The process: your user asks a question. The system searches a vector database for the most relevant text chunks. Only those chunks load into context. The LLM responds.
The heart of RAG is chunking strategy. You have to break large documents into small, meaningful pieces so search works precisely. Cutting mid-sentence destroys meaning.
Without these technical steps, context engineering stays theoretical. The database architecture decides whether your agent finds the knowledge or stays blind.
Solution 3: practical tips for system prompts and custom instructions
Beyond database architecture there are direct levers in the prompt. Use system prompts to define rules that are untouchable. A good system prompt works as a constitution for the AI and should always sit at the start of the context so the chat history doesn't push it out.
For ChatGPT users, custom instructions are the easiest way to do context engineering without writing code. Define your role and the desired format. Another strong lever is few-shot prompting: give the model 2–3 examples of what a perfect answer looks like. That saves hundreds of words of explanation.
On managing chat history in your own apps: never just append everything. Use a rolling window (oldest messages drop off) or a smart summary of earlier conversations. More on the technique: few-shot prompting and prompting basics.
The future of context engineering
The trend is toward giant context windows: Gemini 1.5 Pro with over a million tokens. Does that solve the problem? No. The "needle in a haystack" problem stays. More data means more noise.
In-context learning is the next step: models get better at learning from provided information live, without fine-tuning. Same rule applies: load junk into the giant memory, get giant junk back. The need for structure and filtering will go up, not down.
For a deeper read: Lost in the Middle is a good starting point.
Where to start
Before burning the next budget on an AI solution: check first whether you have your data under control. What data do you feed into context? Is it structured? Is it relevant? This data hygiene solves 80% of all agent problems.
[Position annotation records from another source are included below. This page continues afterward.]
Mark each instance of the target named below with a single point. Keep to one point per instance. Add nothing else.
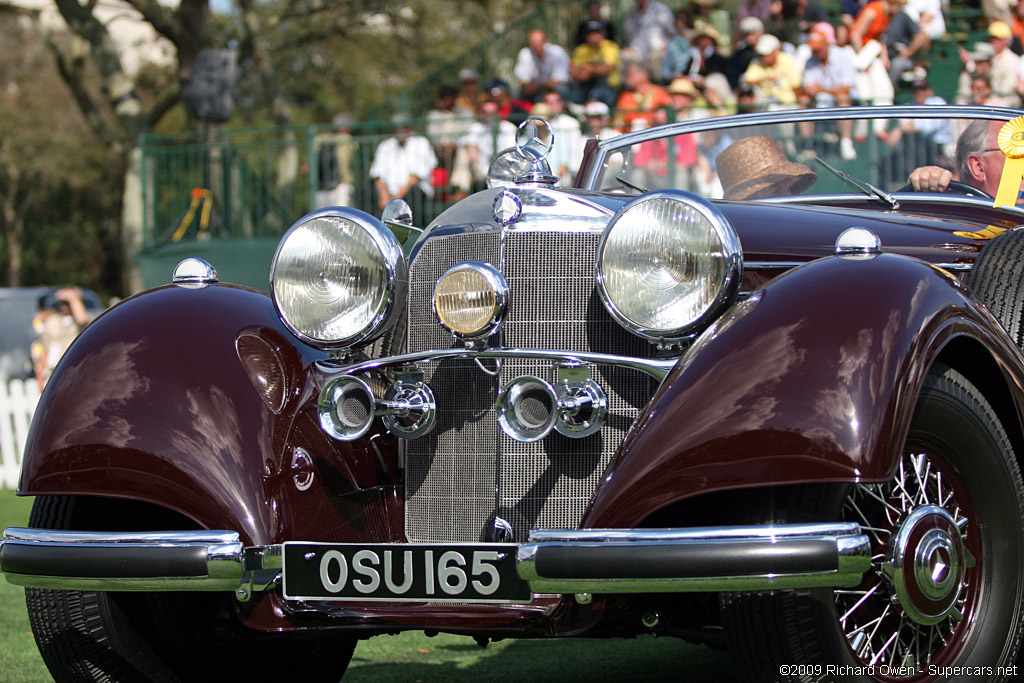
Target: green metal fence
(253, 183)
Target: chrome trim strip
(656, 368)
(611, 144)
(943, 199)
(773, 265)
(852, 557)
(231, 567)
(224, 565)
(692, 534)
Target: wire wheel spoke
(878, 629)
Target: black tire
(995, 280)
(188, 636)
(970, 471)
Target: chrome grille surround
(467, 470)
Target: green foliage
(60, 187)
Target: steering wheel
(953, 186)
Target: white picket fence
(17, 402)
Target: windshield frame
(593, 168)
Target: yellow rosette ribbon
(1011, 141)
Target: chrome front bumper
(725, 558)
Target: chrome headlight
(339, 279)
(667, 261)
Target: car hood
(937, 232)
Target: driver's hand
(930, 179)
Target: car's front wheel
(944, 598)
(97, 636)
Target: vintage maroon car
(734, 387)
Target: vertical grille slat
(454, 472)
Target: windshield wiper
(862, 185)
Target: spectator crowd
(659, 66)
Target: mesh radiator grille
(467, 470)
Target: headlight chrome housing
(339, 279)
(667, 262)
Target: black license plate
(481, 572)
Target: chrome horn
(347, 407)
(529, 408)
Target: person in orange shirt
(640, 99)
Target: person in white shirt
(649, 28)
(401, 168)
(486, 136)
(567, 151)
(928, 14)
(541, 65)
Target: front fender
(813, 379)
(153, 403)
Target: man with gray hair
(979, 162)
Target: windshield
(776, 155)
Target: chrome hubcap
(925, 565)
(908, 610)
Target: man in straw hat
(756, 167)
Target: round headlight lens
(338, 279)
(666, 261)
(470, 299)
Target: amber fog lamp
(470, 299)
(265, 369)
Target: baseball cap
(821, 33)
(999, 30)
(767, 44)
(982, 52)
(751, 25)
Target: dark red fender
(813, 379)
(152, 403)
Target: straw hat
(754, 167)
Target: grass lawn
(412, 656)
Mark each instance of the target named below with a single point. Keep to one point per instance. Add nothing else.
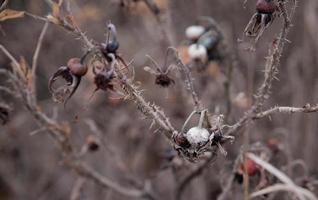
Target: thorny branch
(61, 132)
(194, 173)
(287, 110)
(271, 70)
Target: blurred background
(30, 165)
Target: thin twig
(37, 52)
(193, 174)
(279, 174)
(286, 110)
(77, 189)
(271, 70)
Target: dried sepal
(164, 80)
(262, 19)
(104, 80)
(63, 93)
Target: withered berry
(164, 80)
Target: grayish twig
(37, 52)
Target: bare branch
(37, 51)
(286, 110)
(77, 189)
(280, 175)
(271, 70)
(193, 174)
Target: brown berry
(76, 67)
(250, 167)
(93, 143)
(266, 6)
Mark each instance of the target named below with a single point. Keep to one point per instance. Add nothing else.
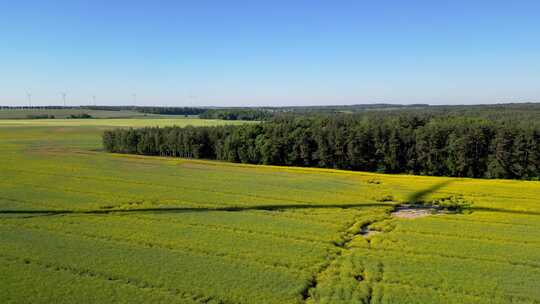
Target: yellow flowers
(146, 229)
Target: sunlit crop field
(81, 225)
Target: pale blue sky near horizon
(269, 53)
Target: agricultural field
(81, 225)
(66, 113)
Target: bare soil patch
(410, 211)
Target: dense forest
(487, 144)
(237, 114)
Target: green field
(65, 113)
(81, 225)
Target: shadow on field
(280, 207)
(415, 197)
(37, 213)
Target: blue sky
(242, 53)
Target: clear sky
(271, 52)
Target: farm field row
(81, 225)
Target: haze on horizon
(249, 53)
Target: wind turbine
(29, 98)
(64, 98)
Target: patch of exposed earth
(412, 211)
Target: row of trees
(405, 143)
(237, 114)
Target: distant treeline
(151, 110)
(237, 114)
(426, 144)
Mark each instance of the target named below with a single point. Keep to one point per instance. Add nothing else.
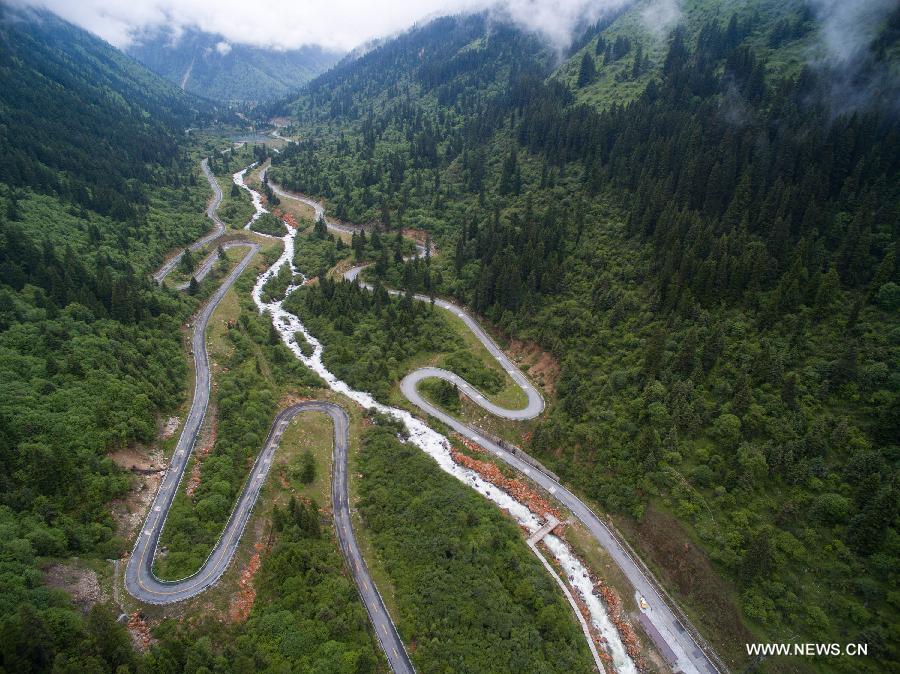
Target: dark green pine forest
(698, 222)
(97, 184)
(703, 230)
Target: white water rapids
(433, 443)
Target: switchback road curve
(689, 655)
(141, 582)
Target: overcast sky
(340, 24)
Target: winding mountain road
(689, 655)
(141, 582)
(218, 229)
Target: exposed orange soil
(201, 453)
(540, 365)
(140, 631)
(516, 488)
(242, 604)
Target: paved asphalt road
(139, 578)
(692, 657)
(217, 231)
(659, 613)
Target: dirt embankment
(518, 489)
(148, 466)
(541, 366)
(82, 584)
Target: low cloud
(336, 24)
(661, 16)
(847, 29)
(849, 26)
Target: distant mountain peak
(212, 66)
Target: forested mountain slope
(707, 241)
(208, 65)
(94, 188)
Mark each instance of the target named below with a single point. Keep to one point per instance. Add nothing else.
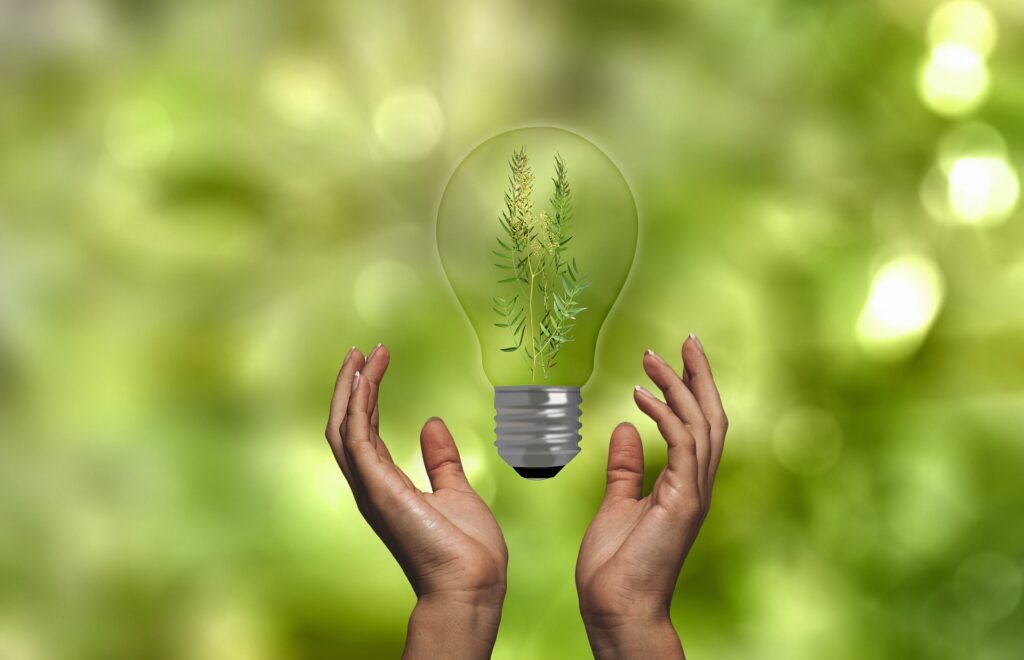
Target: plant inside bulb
(512, 247)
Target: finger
(683, 403)
(360, 451)
(374, 371)
(625, 465)
(706, 392)
(440, 457)
(682, 446)
(339, 402)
When agents stall in loops or hallucinate, the cause is rarely the model. It's almost always the architecture of the context.
FAQ
- What is context engineering?
- The practice of managing a model's whole context window so it gets exactly the right data at the right time. It goes beyond prompt engineering: prompting is the instruction ('summarize this'), context engineering is supplying the right text, background, and structure the model needs to answer well.
- How is context engineering different from prompt engineering?
- Prompt engineering is the craft of the instruction itself; context engineering is providing the information and background around it. Modern LLMs need both: perfect context with a vague instruction stays vague, and aggressive prompting over missing knowledge triggers hallucinations.
- Why do AI agents get stuck in loops?
- Usually context pollution: the window fills with irrelevant intermediate results and logs that push out the original goal, so the agent forgets it and repeats actions. A fix is forcing the agent to summarize its progress every few steps, delete the raw history, and keep only the summary and the goal.